Any thoughts welcome! This person is recognized as pretty sour and difficult by personality so need to find a way to get them to stop trying to be so exclusive.


This is normal. YOU sound like the one with sour grapes.
Anonymous
Anonymous wrote:I do not believe OP’s perspective for a second. That OP is offended on the behalf of another. That OP defending the system because someone else is being what she describes as “exclusive.” It just ain’t so.

I am always suspicious of people who do things like this in the name of someone else.


This is a really bizarre take. Being offended on behalf of a friend and being protective of a friend is called loyalty. It’s the best quality a friend can have. I’m not suspicious at all, I know many people who are protective over their friends and over others being excluded. Are you a sociopath who doesn’t care about others feelings?
Anonymous
Anonymous wrote:
Anonymous wrote:I am part of a friend group where we use text to make plans with each other. On multiple occasions I have come to find out that one member of the group is spinning up side text threads with specific members of the group in a way that really looks like they’re trying to exclude one or more people from attending the event. I have no idea how to address this but it’s childish and getting old, and the other members that are getting invited to the spinoff chats are reaching back out to the others saying, hey the plan is still happening, do you want to come? Not sure why X person keeps doing this would love everyone to come.

Any thoughts welcome! This person is recognized as pretty sour and difficult by personality so need to find a way to get them to stop trying to be so exclusive.

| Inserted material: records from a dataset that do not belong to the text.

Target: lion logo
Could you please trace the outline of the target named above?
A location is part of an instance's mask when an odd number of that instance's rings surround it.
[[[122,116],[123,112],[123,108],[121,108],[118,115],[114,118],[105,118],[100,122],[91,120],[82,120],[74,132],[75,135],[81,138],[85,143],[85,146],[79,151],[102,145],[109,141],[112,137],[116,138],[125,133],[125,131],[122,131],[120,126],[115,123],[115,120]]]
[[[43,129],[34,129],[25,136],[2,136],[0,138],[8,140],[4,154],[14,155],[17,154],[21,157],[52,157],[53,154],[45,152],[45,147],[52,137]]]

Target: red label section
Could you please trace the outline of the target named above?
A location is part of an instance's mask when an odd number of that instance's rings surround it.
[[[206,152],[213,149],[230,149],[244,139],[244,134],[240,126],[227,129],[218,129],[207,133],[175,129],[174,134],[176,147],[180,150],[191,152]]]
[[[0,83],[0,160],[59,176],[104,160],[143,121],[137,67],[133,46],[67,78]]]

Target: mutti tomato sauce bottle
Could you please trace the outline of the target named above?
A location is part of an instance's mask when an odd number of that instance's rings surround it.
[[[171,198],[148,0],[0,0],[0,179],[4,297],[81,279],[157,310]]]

This is normal. YOU sound like the one with sour grapes.


If you read my other responses you’d see this person is leaving literally one or two other people out on purpose, before they can even respond. This is just mean.
Anonymous
Anonymous wrote:I think you need to address it directly, but non-emotively and non critically, if that makes sense. Try not to make it personal, though it very much is.

So I'd send a text to everyone saying something like "please remember to include everyone in text updates about group plans, it is discourteous to leave people out, even if it is unintentional. Thank you"

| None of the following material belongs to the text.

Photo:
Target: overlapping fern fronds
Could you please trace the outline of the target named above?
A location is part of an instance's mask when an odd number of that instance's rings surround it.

So people are never allowed to make their own plans??? Trying to control a voluntary means of communication never goes well.

Maybe this person is failing to read the room, but the “group” is not some kind of monolith. These are not “side texts” but completely independent relationships. Maybe the person initiating them doesn’t feel comfortable always being in a big group or wants to suggest activities that they know only a few are interested it.

But thanks OP for verifying why “friend groups” suck. Be an adult!
Anonymous
I do think it’s easier to nail things down with a core small group and then circle back to open up the details to everyone. Why choose to make it so adversarial op? Nothing to be gained by labeling one person surly. All groups need diverse personalities. You seem a bit too invested in this one.
Anonymous
Wow, some weird takes here. Is the original inviter (that initiated the group event request) included on all spin off threads or is that person left off?

I would think it’s up to the originator to ensure everyone is included. It’s odd to have another person take over an invite that wasn’t there’s to start. Also kind of up to the group to self police rude behavior.
Anonymous
Anonymous wrote:My friend group does this often - because it's hard to plan with seven people. We ask who is interested, 2-3 of us plan, and then we come back to the group with the details. It works for all.


We do this as well. The same woman always claims she will host or coordinate the event. She either doesn't plan it, plans it poorly, or cancels. Now three of us will finalize then go back with the plan including her. She still usually cancels but the rest of us are set.